# Predicting precipitation

The reaction quotient ($\displaystyle Q$) can be used in the context of solubility. It is calculated in exactly the same way as
$\displaystyle K_{\text{sp}}$,
except the solution is not necessarily saturated. We call this value the *trial ion product*, and we compare it with
$\displaystyle K_{\text{sp}}$
to predict precipitation:

- $\displaystyle Q = K_{\text{sp}} \Rightarrow$ saturated: no more solute can be dissolved
- $\displaystyle Q < K_{\text{sp}} \Rightarrow$ unsaturated: more solute can still be dissolved
- $\displaystyle Q > K_{\text{sp}} \Rightarrow$ supersaturated: extra solute will precipitate

## Example

If 25.0 mL of 0.010 mol/L silver nitrate is mixed with 25.0 mL of 0.0050 mol/L potassium chloride, will a precipitate form? The solubility product constant for silver chloride is 1.8 × 10^{−10}.

First, write the balanced double displacement reaction, consulting the solubility guidelines to figure out which products are aqueous:

AgNO_{3(aq)} + KCl_{(aq)} ⇌ KNO_{3(aq)} +
AgCl_{(s)}.

We can calculate the concentrations of the silver ion and chloride ion using
$\displaystyle V_{1} c_{1} = V_{2} c_{2}$.
The concentration of silver ions is equivalent to the concentration of AgNO_{3(aq)} once it is diluted to 50.0 mL, which we calculate to be 0.0050 mol/L. Using the same method, the concentration of chloride ions is 0.0025 mol/L.

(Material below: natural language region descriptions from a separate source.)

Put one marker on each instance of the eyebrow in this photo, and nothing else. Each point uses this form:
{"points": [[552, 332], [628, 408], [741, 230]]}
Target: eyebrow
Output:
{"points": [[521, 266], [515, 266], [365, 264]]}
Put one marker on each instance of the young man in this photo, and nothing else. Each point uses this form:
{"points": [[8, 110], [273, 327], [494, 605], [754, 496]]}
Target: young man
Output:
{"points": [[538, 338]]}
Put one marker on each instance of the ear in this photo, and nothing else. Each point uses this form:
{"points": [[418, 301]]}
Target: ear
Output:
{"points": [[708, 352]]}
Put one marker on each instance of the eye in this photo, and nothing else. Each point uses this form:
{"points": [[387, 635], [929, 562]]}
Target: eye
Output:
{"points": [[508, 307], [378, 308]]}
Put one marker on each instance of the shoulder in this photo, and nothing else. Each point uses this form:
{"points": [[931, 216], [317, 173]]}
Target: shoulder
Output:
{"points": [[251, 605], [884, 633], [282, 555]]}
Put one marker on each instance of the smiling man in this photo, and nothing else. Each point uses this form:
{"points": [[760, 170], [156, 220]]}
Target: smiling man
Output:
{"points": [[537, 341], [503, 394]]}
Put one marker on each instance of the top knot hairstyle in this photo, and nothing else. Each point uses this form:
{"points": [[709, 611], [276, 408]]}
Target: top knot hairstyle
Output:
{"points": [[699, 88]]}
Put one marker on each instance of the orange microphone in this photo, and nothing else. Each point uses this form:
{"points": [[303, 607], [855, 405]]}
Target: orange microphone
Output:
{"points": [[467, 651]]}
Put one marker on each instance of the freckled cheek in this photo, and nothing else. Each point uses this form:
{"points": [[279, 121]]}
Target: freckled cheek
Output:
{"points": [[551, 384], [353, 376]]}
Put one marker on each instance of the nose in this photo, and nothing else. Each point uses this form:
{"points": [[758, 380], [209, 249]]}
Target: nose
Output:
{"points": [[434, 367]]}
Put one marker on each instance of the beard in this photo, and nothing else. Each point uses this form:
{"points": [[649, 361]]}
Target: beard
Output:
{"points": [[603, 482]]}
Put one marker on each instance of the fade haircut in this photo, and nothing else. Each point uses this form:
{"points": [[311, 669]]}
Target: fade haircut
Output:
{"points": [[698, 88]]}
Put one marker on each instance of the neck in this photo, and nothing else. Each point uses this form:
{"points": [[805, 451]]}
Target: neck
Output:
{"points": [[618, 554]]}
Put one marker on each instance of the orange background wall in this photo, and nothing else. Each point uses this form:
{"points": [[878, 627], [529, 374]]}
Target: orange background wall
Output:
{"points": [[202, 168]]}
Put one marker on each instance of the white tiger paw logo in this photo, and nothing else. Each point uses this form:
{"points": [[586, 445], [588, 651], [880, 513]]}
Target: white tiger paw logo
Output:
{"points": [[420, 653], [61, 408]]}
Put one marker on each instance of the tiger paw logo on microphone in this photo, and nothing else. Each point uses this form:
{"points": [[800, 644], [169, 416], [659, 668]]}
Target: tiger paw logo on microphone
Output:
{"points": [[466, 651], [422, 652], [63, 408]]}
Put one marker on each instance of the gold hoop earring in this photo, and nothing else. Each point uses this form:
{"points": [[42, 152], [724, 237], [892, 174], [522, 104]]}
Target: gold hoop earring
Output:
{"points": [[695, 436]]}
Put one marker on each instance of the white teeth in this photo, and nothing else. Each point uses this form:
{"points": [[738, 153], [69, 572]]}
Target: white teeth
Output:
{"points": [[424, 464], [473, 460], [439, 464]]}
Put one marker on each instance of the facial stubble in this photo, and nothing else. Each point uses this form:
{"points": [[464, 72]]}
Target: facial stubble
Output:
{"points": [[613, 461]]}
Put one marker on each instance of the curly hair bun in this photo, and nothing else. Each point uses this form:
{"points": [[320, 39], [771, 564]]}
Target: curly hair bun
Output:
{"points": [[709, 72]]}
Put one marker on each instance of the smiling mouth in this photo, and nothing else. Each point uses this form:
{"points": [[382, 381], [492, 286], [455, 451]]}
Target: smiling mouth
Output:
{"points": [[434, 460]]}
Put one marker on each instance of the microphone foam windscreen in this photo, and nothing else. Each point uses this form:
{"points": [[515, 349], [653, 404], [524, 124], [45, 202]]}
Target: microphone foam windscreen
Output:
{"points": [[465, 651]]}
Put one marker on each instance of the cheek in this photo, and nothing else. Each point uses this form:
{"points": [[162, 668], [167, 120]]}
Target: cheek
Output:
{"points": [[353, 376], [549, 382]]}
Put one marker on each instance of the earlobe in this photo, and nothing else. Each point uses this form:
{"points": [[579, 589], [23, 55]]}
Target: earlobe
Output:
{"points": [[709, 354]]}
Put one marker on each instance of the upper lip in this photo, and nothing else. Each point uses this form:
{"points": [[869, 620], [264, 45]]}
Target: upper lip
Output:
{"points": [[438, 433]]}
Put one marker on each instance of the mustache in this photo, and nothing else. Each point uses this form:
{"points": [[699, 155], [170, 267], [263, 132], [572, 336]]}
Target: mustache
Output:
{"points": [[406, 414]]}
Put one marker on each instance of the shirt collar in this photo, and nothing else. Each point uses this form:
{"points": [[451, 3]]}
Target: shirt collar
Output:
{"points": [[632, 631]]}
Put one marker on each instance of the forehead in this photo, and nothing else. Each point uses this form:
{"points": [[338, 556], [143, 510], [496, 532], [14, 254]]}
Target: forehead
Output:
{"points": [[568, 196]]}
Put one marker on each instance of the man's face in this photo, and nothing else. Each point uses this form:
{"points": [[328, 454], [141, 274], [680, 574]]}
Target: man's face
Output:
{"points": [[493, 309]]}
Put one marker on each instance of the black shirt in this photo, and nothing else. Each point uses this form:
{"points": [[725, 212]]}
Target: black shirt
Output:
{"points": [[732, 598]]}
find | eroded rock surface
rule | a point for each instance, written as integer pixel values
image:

Now we can write the solubility equilibrium equation:

AgCl_{(s)} ⇌ Ag^{+}_{(aq)} +
Cl^{−}_{(aq)}.

And calculate the trial ion product:

$\displaystyle Q = \left [ \text{Ag}^{+} \right ] \! \left [ \text{Cl}^{-} \right ] = \left ( 0.0050 \, \text{mol/L} \right ) \left ( 0.0025 \, \text{mol/L} \right ) = 1.3 \times 10^{- 5}$.

Since
$\displaystyle Q > K_{\text{sp}}$,
the answer is yes—a precipitate *will* form.